手術を無事終え、握手を交わす(左から)江川医師、松村医師と現地の医師ら=ルサカ市のザンビア大学付属教育病院

 アフリカ南部・ザンビアで心臓外科医の指導、育成活動に取り組むNPO法人「TICO」(吉野川市)の医療チームは9日(現地時間)、滞在中に予定していた、心臓の一部に開いた穴をふさぐ心房中隔欠損(ASD)の閉鎖手術を終えた。
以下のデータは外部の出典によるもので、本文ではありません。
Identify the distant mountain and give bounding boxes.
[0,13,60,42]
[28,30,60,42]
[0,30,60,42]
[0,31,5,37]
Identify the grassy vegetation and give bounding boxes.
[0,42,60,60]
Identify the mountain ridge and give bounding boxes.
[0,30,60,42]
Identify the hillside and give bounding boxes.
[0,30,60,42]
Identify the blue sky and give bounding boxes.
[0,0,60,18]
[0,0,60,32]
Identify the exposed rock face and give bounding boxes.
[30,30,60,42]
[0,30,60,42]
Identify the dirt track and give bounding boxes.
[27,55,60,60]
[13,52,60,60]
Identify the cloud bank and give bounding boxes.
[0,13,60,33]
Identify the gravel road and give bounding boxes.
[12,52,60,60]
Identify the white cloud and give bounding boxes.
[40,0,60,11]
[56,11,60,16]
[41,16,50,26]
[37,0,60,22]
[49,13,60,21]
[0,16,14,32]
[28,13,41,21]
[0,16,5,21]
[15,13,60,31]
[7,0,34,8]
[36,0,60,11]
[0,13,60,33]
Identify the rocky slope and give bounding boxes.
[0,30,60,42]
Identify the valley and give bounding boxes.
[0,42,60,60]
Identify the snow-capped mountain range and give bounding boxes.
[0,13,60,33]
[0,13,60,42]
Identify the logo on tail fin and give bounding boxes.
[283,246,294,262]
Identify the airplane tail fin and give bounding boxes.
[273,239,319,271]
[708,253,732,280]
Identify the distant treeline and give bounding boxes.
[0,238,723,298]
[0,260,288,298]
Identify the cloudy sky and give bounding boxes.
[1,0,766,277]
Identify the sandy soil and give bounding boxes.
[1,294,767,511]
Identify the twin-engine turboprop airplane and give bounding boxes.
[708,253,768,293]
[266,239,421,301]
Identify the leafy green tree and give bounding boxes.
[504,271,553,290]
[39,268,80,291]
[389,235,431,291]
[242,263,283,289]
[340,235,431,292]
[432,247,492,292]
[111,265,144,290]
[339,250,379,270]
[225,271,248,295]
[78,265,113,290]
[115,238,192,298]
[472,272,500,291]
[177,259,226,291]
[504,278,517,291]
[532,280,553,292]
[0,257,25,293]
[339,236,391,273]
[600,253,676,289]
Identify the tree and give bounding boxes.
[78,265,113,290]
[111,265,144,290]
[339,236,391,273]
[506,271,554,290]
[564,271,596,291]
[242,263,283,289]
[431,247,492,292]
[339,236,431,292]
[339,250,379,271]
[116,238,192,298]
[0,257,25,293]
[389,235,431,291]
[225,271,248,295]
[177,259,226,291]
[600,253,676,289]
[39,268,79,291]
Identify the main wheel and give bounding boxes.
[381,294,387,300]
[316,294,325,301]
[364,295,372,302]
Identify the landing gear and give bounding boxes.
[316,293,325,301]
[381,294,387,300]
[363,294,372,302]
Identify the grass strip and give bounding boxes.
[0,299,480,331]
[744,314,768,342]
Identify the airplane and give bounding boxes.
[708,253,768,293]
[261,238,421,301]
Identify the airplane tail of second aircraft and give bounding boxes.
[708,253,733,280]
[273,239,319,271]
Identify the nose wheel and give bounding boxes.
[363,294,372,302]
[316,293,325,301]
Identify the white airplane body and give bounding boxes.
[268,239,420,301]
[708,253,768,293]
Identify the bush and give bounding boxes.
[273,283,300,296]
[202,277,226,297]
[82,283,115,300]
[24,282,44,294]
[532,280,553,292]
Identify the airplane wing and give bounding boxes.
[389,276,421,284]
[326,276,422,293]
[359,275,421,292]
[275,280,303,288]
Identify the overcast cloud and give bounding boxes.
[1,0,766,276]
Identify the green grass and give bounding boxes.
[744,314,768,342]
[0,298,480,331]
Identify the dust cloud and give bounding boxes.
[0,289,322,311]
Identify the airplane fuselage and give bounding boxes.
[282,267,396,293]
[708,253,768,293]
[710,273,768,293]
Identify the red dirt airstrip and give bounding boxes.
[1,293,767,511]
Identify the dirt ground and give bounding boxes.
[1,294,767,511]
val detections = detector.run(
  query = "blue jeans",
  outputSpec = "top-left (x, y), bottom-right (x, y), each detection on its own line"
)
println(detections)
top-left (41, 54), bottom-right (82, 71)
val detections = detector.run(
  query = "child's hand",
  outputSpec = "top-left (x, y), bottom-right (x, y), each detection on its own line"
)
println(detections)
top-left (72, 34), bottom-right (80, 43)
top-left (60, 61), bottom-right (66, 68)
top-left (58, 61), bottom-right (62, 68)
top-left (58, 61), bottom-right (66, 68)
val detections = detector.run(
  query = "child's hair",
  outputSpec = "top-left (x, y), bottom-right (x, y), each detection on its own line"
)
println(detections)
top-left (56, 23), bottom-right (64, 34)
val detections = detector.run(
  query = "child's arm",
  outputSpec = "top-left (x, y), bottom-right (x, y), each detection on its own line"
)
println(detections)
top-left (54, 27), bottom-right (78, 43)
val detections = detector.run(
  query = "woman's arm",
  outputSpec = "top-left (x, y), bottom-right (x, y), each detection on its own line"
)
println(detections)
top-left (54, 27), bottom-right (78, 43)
6日から4日間にわたって現地医師が首都ルサカの病院で患者3人に執刀し、全て成功させた。

 手術最終日の9日は、ザンビア人のエドワード・ニンビリ医師(37)がメスを握り、TICOの松村武史医師(46)が指導役として立ち合った。

 患者は18歳女性で、心房に開いた穴が直径約4センチと比較的大きかった。ニンビリ医師は心臓を包む心膜を大きく切り取り、接ぎ当てて穴をふさいだ。

 約6時間で施術を終え、前回までの手術で指導役を務めた四国こどもとおとなの医療センター(香川県善通寺市)の江川善康医師(64)らと握手を交わして成功を喜んだ。
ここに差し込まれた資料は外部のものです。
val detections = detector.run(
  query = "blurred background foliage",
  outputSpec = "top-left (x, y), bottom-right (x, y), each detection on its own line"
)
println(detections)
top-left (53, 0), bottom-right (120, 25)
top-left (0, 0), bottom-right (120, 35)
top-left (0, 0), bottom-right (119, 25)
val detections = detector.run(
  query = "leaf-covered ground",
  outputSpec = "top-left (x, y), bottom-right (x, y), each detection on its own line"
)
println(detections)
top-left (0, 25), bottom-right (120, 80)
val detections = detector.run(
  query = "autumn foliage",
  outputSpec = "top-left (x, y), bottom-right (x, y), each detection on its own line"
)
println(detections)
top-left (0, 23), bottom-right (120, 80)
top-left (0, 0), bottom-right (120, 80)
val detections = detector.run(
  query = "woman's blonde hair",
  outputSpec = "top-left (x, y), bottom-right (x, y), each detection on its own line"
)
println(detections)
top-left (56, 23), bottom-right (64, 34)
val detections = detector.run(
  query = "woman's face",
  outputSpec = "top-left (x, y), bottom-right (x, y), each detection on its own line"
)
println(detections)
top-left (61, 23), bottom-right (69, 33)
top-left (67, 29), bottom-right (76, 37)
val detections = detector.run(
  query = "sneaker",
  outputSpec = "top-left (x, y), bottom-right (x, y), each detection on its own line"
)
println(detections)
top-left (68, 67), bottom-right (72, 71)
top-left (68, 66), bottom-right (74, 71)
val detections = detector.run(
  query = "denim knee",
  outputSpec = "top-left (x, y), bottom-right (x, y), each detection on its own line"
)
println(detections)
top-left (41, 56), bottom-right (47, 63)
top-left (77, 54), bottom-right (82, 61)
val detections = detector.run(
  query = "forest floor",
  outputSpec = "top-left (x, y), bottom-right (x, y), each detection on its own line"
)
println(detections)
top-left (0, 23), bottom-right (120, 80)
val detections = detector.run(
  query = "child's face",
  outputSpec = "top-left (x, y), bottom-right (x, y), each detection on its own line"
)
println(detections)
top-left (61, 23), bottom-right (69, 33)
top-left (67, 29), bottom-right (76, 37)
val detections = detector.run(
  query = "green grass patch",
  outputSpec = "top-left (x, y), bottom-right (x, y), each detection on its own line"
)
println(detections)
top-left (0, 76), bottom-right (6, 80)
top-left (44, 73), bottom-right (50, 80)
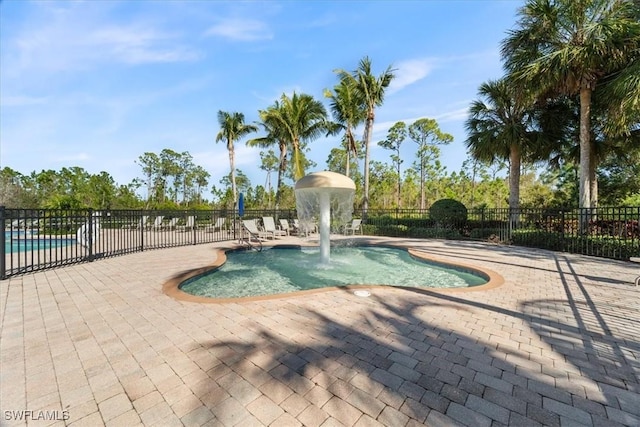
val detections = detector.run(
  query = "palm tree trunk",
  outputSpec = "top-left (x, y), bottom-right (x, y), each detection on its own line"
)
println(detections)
top-left (345, 149), bottom-right (350, 178)
top-left (579, 86), bottom-right (593, 232)
top-left (228, 143), bottom-right (237, 210)
top-left (508, 144), bottom-right (521, 211)
top-left (589, 145), bottom-right (598, 208)
top-left (292, 138), bottom-right (304, 181)
top-left (362, 113), bottom-right (374, 215)
top-left (508, 144), bottom-right (521, 229)
top-left (275, 142), bottom-right (287, 210)
top-left (579, 87), bottom-right (592, 210)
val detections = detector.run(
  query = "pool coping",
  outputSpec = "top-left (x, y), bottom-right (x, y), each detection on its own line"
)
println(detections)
top-left (162, 239), bottom-right (505, 304)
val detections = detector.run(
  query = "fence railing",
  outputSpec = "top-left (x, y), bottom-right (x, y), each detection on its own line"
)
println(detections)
top-left (1, 207), bottom-right (297, 279)
top-left (364, 206), bottom-right (640, 260)
top-left (2, 206), bottom-right (639, 279)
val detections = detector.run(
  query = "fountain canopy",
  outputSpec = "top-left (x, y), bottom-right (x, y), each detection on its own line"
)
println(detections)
top-left (294, 171), bottom-right (356, 191)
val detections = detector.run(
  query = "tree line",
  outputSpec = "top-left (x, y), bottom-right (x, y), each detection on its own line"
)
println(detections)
top-left (1, 0), bottom-right (638, 212)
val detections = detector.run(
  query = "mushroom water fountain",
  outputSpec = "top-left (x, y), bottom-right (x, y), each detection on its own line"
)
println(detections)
top-left (294, 171), bottom-right (356, 264)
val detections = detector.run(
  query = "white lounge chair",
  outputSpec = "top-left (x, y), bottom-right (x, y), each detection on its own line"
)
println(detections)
top-left (123, 215), bottom-right (149, 230)
top-left (7, 219), bottom-right (24, 230)
top-left (177, 216), bottom-right (195, 232)
top-left (296, 219), bottom-right (317, 236)
top-left (262, 217), bottom-right (287, 238)
top-left (242, 219), bottom-right (270, 240)
top-left (214, 217), bottom-right (227, 232)
top-left (147, 215), bottom-right (164, 231)
top-left (343, 218), bottom-right (362, 235)
top-left (163, 217), bottom-right (179, 231)
top-left (278, 219), bottom-right (294, 236)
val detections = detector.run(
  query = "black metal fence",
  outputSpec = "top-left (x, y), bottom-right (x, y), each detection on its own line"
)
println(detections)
top-left (0, 207), bottom-right (297, 279)
top-left (364, 206), bottom-right (640, 261)
top-left (2, 206), bottom-right (639, 279)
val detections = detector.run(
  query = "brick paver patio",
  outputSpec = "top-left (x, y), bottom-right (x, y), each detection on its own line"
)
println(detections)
top-left (1, 237), bottom-right (638, 426)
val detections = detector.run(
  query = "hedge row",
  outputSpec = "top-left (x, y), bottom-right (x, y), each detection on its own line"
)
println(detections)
top-left (361, 224), bottom-right (639, 260)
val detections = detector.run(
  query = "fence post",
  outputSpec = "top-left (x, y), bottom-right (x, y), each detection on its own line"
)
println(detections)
top-left (140, 211), bottom-right (145, 251)
top-left (1, 206), bottom-right (6, 280)
top-left (192, 211), bottom-right (197, 245)
top-left (87, 208), bottom-right (94, 261)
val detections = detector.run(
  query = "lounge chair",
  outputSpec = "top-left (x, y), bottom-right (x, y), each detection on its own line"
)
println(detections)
top-left (262, 217), bottom-right (287, 238)
top-left (177, 216), bottom-right (195, 232)
top-left (205, 217), bottom-right (227, 233)
top-left (163, 217), bottom-right (179, 231)
top-left (278, 219), bottom-right (294, 236)
top-left (7, 219), bottom-right (24, 230)
top-left (343, 218), bottom-right (363, 235)
top-left (123, 215), bottom-right (148, 230)
top-left (296, 218), bottom-right (317, 236)
top-left (27, 219), bottom-right (41, 231)
top-left (242, 219), bottom-right (270, 240)
top-left (147, 215), bottom-right (164, 231)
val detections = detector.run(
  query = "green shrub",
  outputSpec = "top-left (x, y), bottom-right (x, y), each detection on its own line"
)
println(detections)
top-left (429, 199), bottom-right (468, 226)
top-left (512, 230), bottom-right (564, 251)
top-left (566, 236), bottom-right (639, 260)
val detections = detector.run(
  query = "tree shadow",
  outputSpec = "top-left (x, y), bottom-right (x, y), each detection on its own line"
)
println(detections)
top-left (186, 275), bottom-right (639, 426)
top-left (413, 244), bottom-right (636, 287)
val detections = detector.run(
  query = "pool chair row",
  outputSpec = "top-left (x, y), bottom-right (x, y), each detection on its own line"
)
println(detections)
top-left (241, 217), bottom-right (288, 240)
top-left (121, 215), bottom-right (229, 232)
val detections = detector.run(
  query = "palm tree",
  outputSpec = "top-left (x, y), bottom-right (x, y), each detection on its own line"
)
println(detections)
top-left (465, 79), bottom-right (553, 213)
top-left (323, 79), bottom-right (365, 178)
top-left (247, 103), bottom-right (288, 209)
top-left (501, 0), bottom-right (640, 208)
top-left (600, 55), bottom-right (640, 137)
top-left (277, 92), bottom-right (329, 181)
top-left (215, 111), bottom-right (258, 208)
top-left (260, 92), bottom-right (329, 181)
top-left (335, 57), bottom-right (395, 214)
top-left (248, 93), bottom-right (328, 208)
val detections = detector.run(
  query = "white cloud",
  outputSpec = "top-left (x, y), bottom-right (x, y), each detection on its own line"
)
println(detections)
top-left (388, 59), bottom-right (436, 94)
top-left (0, 95), bottom-right (48, 107)
top-left (5, 7), bottom-right (199, 78)
top-left (434, 107), bottom-right (470, 123)
top-left (89, 26), bottom-right (201, 65)
top-left (204, 19), bottom-right (272, 41)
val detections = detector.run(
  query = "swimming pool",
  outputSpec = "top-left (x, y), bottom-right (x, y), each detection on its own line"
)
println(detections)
top-left (179, 245), bottom-right (489, 299)
top-left (4, 231), bottom-right (74, 253)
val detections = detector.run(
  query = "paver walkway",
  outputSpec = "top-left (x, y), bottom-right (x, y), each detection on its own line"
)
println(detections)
top-left (1, 237), bottom-right (638, 426)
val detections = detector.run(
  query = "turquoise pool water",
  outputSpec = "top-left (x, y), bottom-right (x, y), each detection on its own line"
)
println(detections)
top-left (180, 246), bottom-right (488, 298)
top-left (4, 231), bottom-right (74, 253)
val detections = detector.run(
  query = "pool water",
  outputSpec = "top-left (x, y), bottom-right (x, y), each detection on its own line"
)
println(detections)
top-left (180, 246), bottom-right (487, 298)
top-left (4, 231), bottom-right (74, 253)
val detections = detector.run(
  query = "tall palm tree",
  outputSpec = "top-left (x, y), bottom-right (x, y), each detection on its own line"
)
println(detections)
top-left (247, 103), bottom-right (288, 209)
top-left (262, 92), bottom-right (329, 181)
top-left (465, 79), bottom-right (556, 213)
top-left (335, 57), bottom-right (395, 214)
top-left (248, 92), bottom-right (328, 208)
top-left (323, 79), bottom-right (365, 178)
top-left (501, 0), bottom-right (640, 208)
top-left (216, 111), bottom-right (258, 208)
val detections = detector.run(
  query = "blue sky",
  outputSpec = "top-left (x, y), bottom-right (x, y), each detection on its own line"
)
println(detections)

 ザンビア人医師によるASD手術は同国では初めてで、18歳女性のほか6日に手術した10歳女児と7日に手術した9歳女児を救った。18歳女性の手術は機材の調達が遅れたため、8日から9日にずれ込んだが、容体は全員安定している。

 プロジェクトの中心を担った松村医師は「周囲の協力もあり無事終えられた。教えることはまだたくさんあることも分かったので、今後に生かしたい」と話した。

 松村医師らは3人の退院を見届けて17日に帰国する。